The swimwear featured in the Sports Illustrated Swimsuit edition is usually ridiculous and highly impractical for the purpose of swimming. And so when SI decided to include Halima Aden, a Somali-American model and activist, in their annual gratuitous boob fest wearing a burkini, I thought we might actually get to see a sexy lady who could also save her own life in a shark attack by swimming away. I’m sorry to say that Halima’s SI swimwear isn’t breaking any new boundaries in aquadynamics, but she is the first woman in SI history to be photographed wearing a hijab and burkini. She proved once and for all that looking gorgeous and wearing simple, functional swimwear are incompatible.
Here’s Halima, who shouldn’t have any worries about floating in this first look.
The shoot took place in Kenya, the country in which Halima was born in a refugee camp. People reports:
“I keep thinking [back] to six-year-old me who, in this same country, was in a refugee camp,” Aden, 21, told SI during her shoot. “So to grow up to live the American dream [and] to come back to Kenya and shoot for SI in the most beautiful parts of Kenya–I don’t think that’s a story that anybody could make up.”
Halima did wear one burkini that was both fly and functional. She’s wearing it here while explaining the importance of representation.
SI says that most of what Halima wore in the shoot was custom, since most of the miniature fabric triangle tops and chain mail bottoms they keep in their swim closet isn’t exactly modest.
There aren’t a ton of burkini designers, so we sourced from a retailer called Modanisa who specializes in modest clothing and swimwear, but we are hoping to inspire some people to start creating!
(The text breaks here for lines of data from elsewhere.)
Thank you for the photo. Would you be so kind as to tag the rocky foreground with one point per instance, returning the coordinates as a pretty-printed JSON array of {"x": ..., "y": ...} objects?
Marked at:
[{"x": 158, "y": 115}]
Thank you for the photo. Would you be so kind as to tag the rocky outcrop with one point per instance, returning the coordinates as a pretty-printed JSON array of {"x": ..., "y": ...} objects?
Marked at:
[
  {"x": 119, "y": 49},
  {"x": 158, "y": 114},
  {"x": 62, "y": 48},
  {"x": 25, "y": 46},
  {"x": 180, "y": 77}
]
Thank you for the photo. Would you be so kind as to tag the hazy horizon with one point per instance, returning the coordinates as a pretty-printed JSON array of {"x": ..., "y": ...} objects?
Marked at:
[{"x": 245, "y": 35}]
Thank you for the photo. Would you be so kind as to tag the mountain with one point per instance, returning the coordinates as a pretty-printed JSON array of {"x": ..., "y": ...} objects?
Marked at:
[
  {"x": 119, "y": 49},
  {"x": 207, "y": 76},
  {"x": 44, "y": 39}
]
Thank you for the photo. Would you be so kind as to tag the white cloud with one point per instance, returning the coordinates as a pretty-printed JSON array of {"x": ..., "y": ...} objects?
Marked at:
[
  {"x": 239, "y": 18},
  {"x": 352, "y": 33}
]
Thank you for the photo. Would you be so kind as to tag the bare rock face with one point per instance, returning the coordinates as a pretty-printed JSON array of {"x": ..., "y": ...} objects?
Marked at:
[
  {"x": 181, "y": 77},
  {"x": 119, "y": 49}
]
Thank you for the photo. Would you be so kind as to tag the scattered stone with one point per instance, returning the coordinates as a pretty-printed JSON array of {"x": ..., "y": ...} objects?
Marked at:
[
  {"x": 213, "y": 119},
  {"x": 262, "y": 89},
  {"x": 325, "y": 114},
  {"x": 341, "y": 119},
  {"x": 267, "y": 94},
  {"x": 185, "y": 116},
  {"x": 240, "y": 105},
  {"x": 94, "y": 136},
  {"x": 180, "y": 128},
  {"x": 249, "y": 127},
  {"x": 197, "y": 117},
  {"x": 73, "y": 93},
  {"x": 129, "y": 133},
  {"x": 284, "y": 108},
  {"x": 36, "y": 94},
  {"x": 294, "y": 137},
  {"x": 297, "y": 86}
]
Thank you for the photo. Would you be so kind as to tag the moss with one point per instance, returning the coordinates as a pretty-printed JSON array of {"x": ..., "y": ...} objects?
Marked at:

We had quite a few custom burkinis designed for Halima. We wanted to highlight a range of options, everything from super sporty to glam and everything in between.
But we also had fun with some simple catsuits and paired them up with some really chic pieces from Gucci, YSL and Camilla. We had a lot of fun with the range that can exist in this space!
That means you too can take your simple, functional swimwear and load it up by putting a 3-ton Gucci anchor around your neck. As SI has been teaching us since 1964 when they published their first swimsuit issue, swimming is for suckers and ugly people!